Together with the publisher François Maspero, Fraenkel was involved in the journal Partisans, launched in 1961 and aimed at the new left formed by opposition to the Algerian war.

Fraenkel did not fit easily into the constraints of a disciplined organisation. He was becoming increasingly interested in the links between sexuality and politics, notably the ideas of the pre-war German Marxist Wilhelm Reich. (France was then a conservative society on sexual matters - the sale of contraceptives was only legalised in 1967.) Himself bisexual, Fraenkel became an advocate of sexual freedom.

In 1967 Fraenkel used the OCI presses to publish translations of the writings of Reich. He was promptly expelled from the OCI, accused of forming a "sexual-sectarian" clique.

In March that year Fraenkel gave an influential lecture to students at Nanterre on sexual repression. Perhaps its importance has been exaggerated (sex, drugs and rock'n'roll were not as central to the 1968 events as is often claimed), but he alarmed the French state.
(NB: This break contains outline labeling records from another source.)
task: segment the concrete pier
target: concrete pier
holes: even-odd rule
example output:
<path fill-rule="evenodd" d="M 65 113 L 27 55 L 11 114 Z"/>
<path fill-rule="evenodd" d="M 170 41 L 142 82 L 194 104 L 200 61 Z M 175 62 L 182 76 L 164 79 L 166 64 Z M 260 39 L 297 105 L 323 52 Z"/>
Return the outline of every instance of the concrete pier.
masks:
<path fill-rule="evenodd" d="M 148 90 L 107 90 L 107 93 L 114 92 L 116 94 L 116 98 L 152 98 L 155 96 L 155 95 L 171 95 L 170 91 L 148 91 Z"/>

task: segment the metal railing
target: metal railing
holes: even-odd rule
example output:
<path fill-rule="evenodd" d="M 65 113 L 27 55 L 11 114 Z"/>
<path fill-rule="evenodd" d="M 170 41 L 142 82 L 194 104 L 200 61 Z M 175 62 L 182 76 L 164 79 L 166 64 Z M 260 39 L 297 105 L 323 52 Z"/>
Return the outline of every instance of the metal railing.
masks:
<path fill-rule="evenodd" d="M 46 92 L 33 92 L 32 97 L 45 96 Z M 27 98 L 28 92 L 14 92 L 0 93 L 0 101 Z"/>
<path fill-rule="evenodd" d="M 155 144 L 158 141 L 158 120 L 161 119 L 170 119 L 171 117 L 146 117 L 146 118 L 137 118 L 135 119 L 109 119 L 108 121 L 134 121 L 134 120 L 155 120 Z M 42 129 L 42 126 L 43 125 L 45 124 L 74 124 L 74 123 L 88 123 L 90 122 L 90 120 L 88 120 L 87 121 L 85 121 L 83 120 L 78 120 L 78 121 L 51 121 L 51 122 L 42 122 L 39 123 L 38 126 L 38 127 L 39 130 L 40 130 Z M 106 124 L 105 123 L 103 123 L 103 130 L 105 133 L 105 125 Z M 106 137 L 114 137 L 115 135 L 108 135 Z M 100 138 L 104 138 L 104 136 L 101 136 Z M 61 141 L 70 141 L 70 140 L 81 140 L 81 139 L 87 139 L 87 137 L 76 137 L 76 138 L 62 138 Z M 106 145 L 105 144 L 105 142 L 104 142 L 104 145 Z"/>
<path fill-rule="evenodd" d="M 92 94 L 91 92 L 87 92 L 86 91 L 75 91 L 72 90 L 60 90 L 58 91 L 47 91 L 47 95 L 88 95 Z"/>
Being stateless (he got French nationality only in 1986), he was in June 1968 put under house arrest in a convent in Lozère. Reputedly he encouraged the Mother Superior to read Marcuse. Fraenkel received support from many parts of the left, but from his erstwhile pupil Jospin not a word.

Fraenkel remained a well-known figure on the left, as a translator (of Trotsky, Georg Lukács and Herbert Marcuse), writer and above all speaker. Despite his experiences he never renounced Trotskyism - in 2000, at the age of 79, he briefly joined the Ligue Communiste Révolutionnaire.

His revolutionary commitment inspired his intervention in the Jospin affair. In far-left circles, Jospin's Trotskyist past was well known, but as his career prospered, his enemies used it against him. This was massive hypocrisy - 30 years after 1968 there were many in French public life who had been youthful revolutionaries. Jospin stupidly denied the accusation. Fraenkel explained his intervention with contemptuous rage: "Trotskyism is not a shameful disease . . . it is not syphilis."

Fraenkel's chosen death - by jumping from a bridge into the river Seine at Paris - was a suitably dramatic end to an eccentric but fascinating life.